Here are 3 pot stocks with less risk.
Canopy Growth (CGC)
Constellation is one of the largest — and smartest — liquor companies in the world, having begun as a small New York wine producer and grown into a giant with beer brands such as Modelo and liquor brands such as Svedka vodka.
Constellation is a legitimate player, with $7.5 billion in revenue, a dividend of nearly $3 per year, and a market cap of $42.66 billion. Their willingness to put a big portion of that into Canopy, for a 38% stake, put the whole sector into overdrive.
CGC stock’s $11.46 billion market cap, however, is built on sales of $77 million in 2017, $48 million for the first six months of 2018, and a lot of hype. On October 15, Canopy paid about $330 million to acquire the assets of Ebbu, a hemp research company in Colorado.
Cronos Group (CRON)
What sets Cronos Group (NASDAQ:CRON) apart — besides its partnerships with pharmaceutical companies like Gingko Bioworks, which wants to produce cannabinoids through fermentation — is the fact that it was the first pot company to list on the Nasdaq. Also, since listing in Canada in 2016, CRON’s value has grown 6,500%.

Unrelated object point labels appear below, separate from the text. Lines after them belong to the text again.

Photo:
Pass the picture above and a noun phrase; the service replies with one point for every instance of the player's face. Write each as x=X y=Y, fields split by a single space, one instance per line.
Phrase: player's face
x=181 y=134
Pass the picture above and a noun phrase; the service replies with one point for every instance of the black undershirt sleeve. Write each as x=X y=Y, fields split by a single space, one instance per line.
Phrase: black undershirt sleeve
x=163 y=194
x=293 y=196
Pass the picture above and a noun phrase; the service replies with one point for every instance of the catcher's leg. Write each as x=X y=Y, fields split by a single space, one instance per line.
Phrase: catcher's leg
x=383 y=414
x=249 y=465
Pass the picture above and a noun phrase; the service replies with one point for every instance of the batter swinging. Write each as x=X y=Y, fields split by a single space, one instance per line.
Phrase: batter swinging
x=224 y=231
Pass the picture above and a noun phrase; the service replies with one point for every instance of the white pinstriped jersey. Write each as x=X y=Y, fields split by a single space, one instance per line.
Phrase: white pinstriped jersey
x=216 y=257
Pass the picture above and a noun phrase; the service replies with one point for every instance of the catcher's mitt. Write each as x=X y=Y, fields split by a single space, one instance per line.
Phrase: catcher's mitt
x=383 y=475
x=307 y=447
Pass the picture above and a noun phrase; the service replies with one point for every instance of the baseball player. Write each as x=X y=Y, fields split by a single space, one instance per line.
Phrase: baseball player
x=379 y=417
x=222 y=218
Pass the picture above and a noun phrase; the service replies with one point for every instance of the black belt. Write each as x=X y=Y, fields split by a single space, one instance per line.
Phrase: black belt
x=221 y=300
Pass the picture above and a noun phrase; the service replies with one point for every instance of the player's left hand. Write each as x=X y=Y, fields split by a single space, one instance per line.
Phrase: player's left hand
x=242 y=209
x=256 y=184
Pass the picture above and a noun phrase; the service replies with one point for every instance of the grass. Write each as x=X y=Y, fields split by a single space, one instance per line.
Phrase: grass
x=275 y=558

CRON’s valuation is not built on sales, however. Cronos reported revenue of just over $4 million in 2017, and about $6 million for the first six months of 2018. The balance sheet showed just $5.3 million in debt in June, against $9.2 million in cash, and operating cash flow was approaching balance.
By pushing the idea of marijuana as a pharmaceutical, and as a raw material from which drugs can be extracted, Cronos hopes to enter the U.S. market with products before mass legalization, and thus gain scale it can use to grow into the market as it matures.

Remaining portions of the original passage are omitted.